In the minimal setup, I separated generate() and evaluate(). In an actual API implementation, the former becomes a generation model call and the latter becomes an evaluation model call, or deterministic verification code.

function generate({ attempt, feedback }) {
  // In production this becomes an LLM API call
}

function evaluate(output) {
  const failed = rubric.filter((item) => !item.check(output));
  return {
    passed: failed.length === 0,
    failed
  };
}

This separation is unremarkable but important. Judging the quality of generation results inside the generation context itself tends to make the evaluation lenient. Keeping them in separate functions lets you later swap out only the evaluation for LLM-as-judge, or shift some conditions to regex or schema validation.

The Rubric Becomes an Operational Unit, Not Just Text

The rubric for this experiment consists of the following three items:

const rubric = [
  "State the conclusion in the first paragraph",
  "List at least two next actions",
  "Specify the owner's role"
];

In the actual script, each item has a check and feedback. What matters here is treating the rubric not merely as evaluation text, but as an operational unit.

For example, “make the text easy to read” is understandable to human intuition. But when running a loop via API, you need to break it down to what satisfies a pass and what to return for each unmet condition.

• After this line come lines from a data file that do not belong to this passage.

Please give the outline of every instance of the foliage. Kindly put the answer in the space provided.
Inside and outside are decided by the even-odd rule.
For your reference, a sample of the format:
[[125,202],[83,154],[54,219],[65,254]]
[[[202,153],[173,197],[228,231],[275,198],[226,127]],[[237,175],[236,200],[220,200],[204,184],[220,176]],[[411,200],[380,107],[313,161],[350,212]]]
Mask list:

Is this where we stop? Not because of the prompt, but because the evaluation vocabulary is too coarse.

This feeling only became strong once I actually translated it into code.

Success Case Log

In the verification script, the success case passes on the third attempt.

{
  "task": "Draft a customer inquiry reply",
  "mode": "normal",
  "maxAttempts": 3,
  "stopReason": "passed",
  "attempts": [
    {
      "attempt": 1,
      "passed": false,
      "failedRubricIds": [
        "conclusion_first",
        "two_actions",
        "owner_named"
      ]
    },
    {
      "attempt": 2,
      "passed": false,
      "failedRubricIds": [
        "owner_named"
      ]
    },
    {
      "attempt": 3,
      "passed": true,
      "failedRubricIds": []
    }
  ]
}

What I want to see in this log is not the final output text itself, but which evaluation items disappeared on which attempt. If you are going to operate a loop, “it feels like it got better” is not enough. You need to be able to track which condition was unmet and which feedback led to improvement.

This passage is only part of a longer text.